Cluster assignments differ sometimes in two DBSCAN implementations - r

I have implemented the DBSCAN algorithm in R, and i am matching the cluster assignments with the DBSCAN implementation of the fpc library. Testing is done on synthetic data which is generated as given in the fpc library dbscan example:
n <- 600
x <- cbind(runif(10, 0, 10)+rnorm(n, sd=0.2), runif(10, 0, 10)+rnorm(n, sd=0.3))
Clustering is done with parameters as below:
eps = 0.2
MinPts = 5
I am comparing the cluster assignments of the fpc::dbscan with my implementation of dbscan . Maximum of the runs shows every point was classified identically by both implementations.
But there are some cases where 1 or 2 points and some rare times 5 or 6 points are assigned to different clusters in my implementation than that in the fpc implementation. I have noticed that only border points classification differs.

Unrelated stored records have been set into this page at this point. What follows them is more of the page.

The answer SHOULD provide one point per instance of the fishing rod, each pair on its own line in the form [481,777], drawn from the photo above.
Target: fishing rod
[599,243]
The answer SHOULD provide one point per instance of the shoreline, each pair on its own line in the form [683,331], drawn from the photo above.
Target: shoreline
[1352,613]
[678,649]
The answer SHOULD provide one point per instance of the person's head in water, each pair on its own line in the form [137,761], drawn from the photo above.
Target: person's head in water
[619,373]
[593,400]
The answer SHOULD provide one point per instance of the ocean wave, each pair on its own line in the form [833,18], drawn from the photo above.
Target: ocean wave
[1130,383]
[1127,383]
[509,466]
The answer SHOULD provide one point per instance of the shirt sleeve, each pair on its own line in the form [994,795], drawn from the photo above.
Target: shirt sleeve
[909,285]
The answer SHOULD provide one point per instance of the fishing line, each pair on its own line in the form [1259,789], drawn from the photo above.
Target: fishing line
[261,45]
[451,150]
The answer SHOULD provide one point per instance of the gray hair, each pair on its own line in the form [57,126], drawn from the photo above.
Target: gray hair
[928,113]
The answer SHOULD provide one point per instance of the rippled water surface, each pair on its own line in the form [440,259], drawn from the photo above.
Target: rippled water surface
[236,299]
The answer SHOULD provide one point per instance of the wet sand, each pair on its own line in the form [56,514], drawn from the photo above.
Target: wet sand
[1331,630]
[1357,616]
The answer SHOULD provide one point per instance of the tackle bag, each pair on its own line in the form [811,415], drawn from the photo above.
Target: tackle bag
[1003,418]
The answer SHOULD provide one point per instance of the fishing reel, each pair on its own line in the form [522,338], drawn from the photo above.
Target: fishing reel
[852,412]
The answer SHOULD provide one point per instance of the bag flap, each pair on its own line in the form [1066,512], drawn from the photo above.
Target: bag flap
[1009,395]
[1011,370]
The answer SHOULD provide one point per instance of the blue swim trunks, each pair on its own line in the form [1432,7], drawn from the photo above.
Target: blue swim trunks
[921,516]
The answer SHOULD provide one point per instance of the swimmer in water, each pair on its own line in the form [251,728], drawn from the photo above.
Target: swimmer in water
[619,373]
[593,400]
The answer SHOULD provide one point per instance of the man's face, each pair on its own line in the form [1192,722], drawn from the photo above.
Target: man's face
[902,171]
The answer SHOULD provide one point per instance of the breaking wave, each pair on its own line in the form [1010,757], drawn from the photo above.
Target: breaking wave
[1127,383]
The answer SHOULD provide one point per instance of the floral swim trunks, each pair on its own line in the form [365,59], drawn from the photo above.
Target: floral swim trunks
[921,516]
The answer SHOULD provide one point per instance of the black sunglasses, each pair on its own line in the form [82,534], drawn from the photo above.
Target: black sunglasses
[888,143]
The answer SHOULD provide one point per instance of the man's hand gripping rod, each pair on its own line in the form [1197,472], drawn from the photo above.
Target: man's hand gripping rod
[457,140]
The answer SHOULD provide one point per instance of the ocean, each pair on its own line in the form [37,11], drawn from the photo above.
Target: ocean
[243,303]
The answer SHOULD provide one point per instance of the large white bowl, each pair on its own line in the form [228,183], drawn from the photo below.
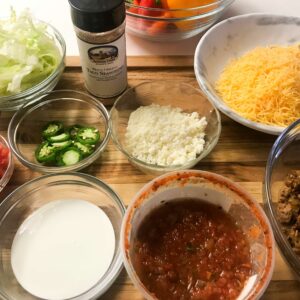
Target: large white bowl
[230,39]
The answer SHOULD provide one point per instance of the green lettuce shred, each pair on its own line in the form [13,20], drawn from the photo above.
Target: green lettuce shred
[28,54]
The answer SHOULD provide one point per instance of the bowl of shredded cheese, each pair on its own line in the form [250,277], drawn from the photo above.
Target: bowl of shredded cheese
[162,126]
[249,67]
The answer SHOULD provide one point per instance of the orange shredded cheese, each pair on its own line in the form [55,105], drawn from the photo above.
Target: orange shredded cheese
[263,85]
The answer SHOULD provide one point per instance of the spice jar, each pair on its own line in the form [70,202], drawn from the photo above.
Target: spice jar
[100,29]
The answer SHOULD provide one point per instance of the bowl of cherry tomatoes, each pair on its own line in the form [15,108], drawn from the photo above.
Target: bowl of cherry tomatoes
[6,163]
[172,20]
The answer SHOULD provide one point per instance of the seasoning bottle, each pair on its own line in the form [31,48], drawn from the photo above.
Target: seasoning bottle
[100,29]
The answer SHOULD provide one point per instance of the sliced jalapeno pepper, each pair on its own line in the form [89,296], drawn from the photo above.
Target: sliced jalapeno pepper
[59,138]
[86,149]
[88,135]
[73,130]
[69,156]
[52,128]
[45,153]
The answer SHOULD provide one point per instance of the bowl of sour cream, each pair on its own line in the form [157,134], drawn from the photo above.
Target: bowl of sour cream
[60,238]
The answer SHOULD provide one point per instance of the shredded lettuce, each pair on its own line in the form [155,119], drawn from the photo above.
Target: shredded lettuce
[28,54]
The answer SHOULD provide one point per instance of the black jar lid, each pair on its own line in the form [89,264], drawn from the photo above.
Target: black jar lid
[97,15]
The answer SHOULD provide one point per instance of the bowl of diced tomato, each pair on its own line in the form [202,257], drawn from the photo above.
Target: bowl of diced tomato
[6,163]
[172,20]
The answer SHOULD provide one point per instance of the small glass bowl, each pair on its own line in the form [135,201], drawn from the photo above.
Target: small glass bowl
[160,24]
[14,102]
[215,189]
[10,168]
[67,106]
[34,194]
[283,158]
[175,94]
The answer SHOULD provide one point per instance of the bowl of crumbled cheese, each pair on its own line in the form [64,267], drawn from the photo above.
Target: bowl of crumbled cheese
[163,126]
[249,67]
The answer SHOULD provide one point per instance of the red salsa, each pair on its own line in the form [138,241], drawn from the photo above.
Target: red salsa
[190,249]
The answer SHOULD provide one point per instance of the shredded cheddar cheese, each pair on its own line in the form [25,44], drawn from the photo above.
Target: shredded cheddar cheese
[264,85]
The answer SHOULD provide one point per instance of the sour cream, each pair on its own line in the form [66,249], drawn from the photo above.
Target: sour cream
[63,249]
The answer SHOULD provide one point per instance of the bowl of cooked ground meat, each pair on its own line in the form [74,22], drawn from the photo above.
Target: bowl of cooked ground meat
[282,194]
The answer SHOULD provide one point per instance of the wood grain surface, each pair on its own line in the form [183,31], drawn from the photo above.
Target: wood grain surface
[240,155]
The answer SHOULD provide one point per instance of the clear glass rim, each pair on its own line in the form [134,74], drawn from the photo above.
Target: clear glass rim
[13,100]
[209,92]
[257,290]
[190,163]
[222,4]
[30,106]
[289,254]
[76,176]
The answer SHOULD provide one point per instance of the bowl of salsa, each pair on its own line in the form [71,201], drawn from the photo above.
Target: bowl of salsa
[197,235]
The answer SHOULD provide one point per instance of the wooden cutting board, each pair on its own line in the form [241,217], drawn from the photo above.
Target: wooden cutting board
[240,155]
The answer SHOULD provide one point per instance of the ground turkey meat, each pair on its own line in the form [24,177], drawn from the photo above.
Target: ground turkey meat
[288,209]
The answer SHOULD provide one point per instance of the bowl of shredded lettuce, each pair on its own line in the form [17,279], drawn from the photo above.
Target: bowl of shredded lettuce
[32,56]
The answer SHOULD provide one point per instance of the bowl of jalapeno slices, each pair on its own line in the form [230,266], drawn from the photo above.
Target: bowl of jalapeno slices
[59,131]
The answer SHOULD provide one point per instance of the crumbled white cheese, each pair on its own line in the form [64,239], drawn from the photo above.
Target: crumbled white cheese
[165,135]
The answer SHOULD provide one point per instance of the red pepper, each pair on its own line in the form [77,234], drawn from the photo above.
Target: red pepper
[134,9]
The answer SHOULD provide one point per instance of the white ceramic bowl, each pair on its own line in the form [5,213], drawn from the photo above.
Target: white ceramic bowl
[230,39]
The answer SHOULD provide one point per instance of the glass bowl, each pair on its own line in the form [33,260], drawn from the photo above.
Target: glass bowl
[14,102]
[161,24]
[230,39]
[10,167]
[211,188]
[32,195]
[69,107]
[283,158]
[175,94]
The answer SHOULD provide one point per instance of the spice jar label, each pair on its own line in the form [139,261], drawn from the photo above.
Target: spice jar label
[104,67]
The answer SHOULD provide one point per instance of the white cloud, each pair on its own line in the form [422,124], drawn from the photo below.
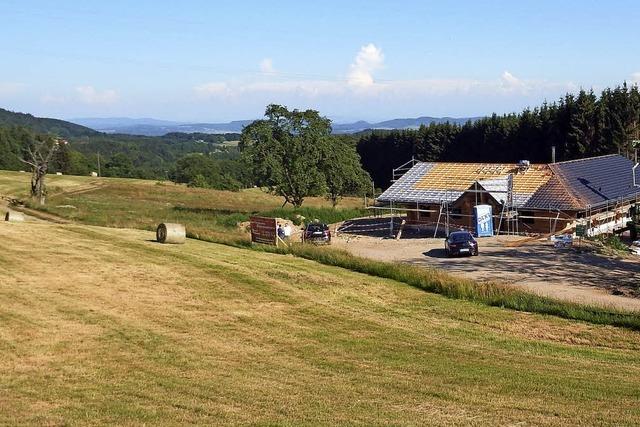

After plotting i have seen that the points whose cluster membership does not match in the implementations are in such a position, such that it can be assigned to any of its surrounding clusters, depending on from which cluster's seed point it was discovered first.
I am showing an image with 150 points (to avoid clutter), where 1 point classification differs. Note that mismatch point cluster number is always greater in my implementation than the fpc implementation.
Plot of clusters.
Top inset is fpc::dbscan, bottom inset is my dbscan implementation
Note The point which differs in my implementation is marked with an exclamation mark (!)
I am also uploading zoomed images of the mismatch section:
My dbscan implementation output
+ are core points
o are border points
- are noise points
! highlights the differing point
fpc::dbscan implementation output
triangles are core points
coloured circles are border points
black circles are noise points
Another example:
My dbscan implementation output
fpc::dbscan implementation output
EDIT
Equal x-y scaled example
As requested by Anony-Mousse
In different cases sometimes it seems that my implementation has classified the mismatch point correctly and sometimes it seems fpc implementation has classified the mismatch correctly. See below:
fpc::dbscan (with the triangle plot ones) seems to have classified the mismatch point correctly
my dbscan implementation (with + plot ones) seems to have classified the mismatch point correctly
Question
I am new into cluster analysis therefore i have another question: is these type of difference allowable?
In my implementation i am scanning from the first point to the last point as it is supplied, also in fpc::dbscan the points are scanned in the same order. In such case both of the implementation should have discovered the mismatch point (marked by !) from the same cluster center. Also i have generates some cases in which fpc::dbscan marks a point as noise, but my implementation assigns it to some clusters. In this case why is this difference occurring?
Code segments on request.

DBSCAN is known to be order dependant for border points. They will be assigned to the cluster they are first discovered from. If a border point is not dense, but in the vincinity of two dense points from different clusters, it can be assigned to either.
This is why DBSCAN is often described as "order independent, except for border points".
Try shuffling the data (or reversing!), then rerunning your algorithm. The results should change.
As I assume neither your nor the fpc implementation has index support (to speed up range queries and make the algorithm run in O(n log n)), I'd guess that one of the implementations is processing the points in forward order, the other one in backward order. '''Update: indexes should not play much of a role, as they don't change the order across clusters, only within one cluster'''.
Another option for "generating" this difference is to
keep the first (non-noise) cluster assignment of each point (IIRC official DBSCAN pseudocode)
keep the last cluster assignment of each point (fbc::dbscan seems to do this)
These will also generate different results on objects that are border points to more than once cluster. There also is the possibility to assign these points to both cluters, which will yield a non-strict partitioning of the data set. Usually, the benefits of having a strict partitioning are more important than having a fully deterministic result.
Don't get me wrong: the "overwrite" strategy of fbc::dbscan doesn't substantially change the results. I would probably even implement it that way myself.
Are any non-border points affected?

Related

Spatstat, using the Matérn cluster process to generate homogeneous landscapes, how do I interpret the Ripley K function?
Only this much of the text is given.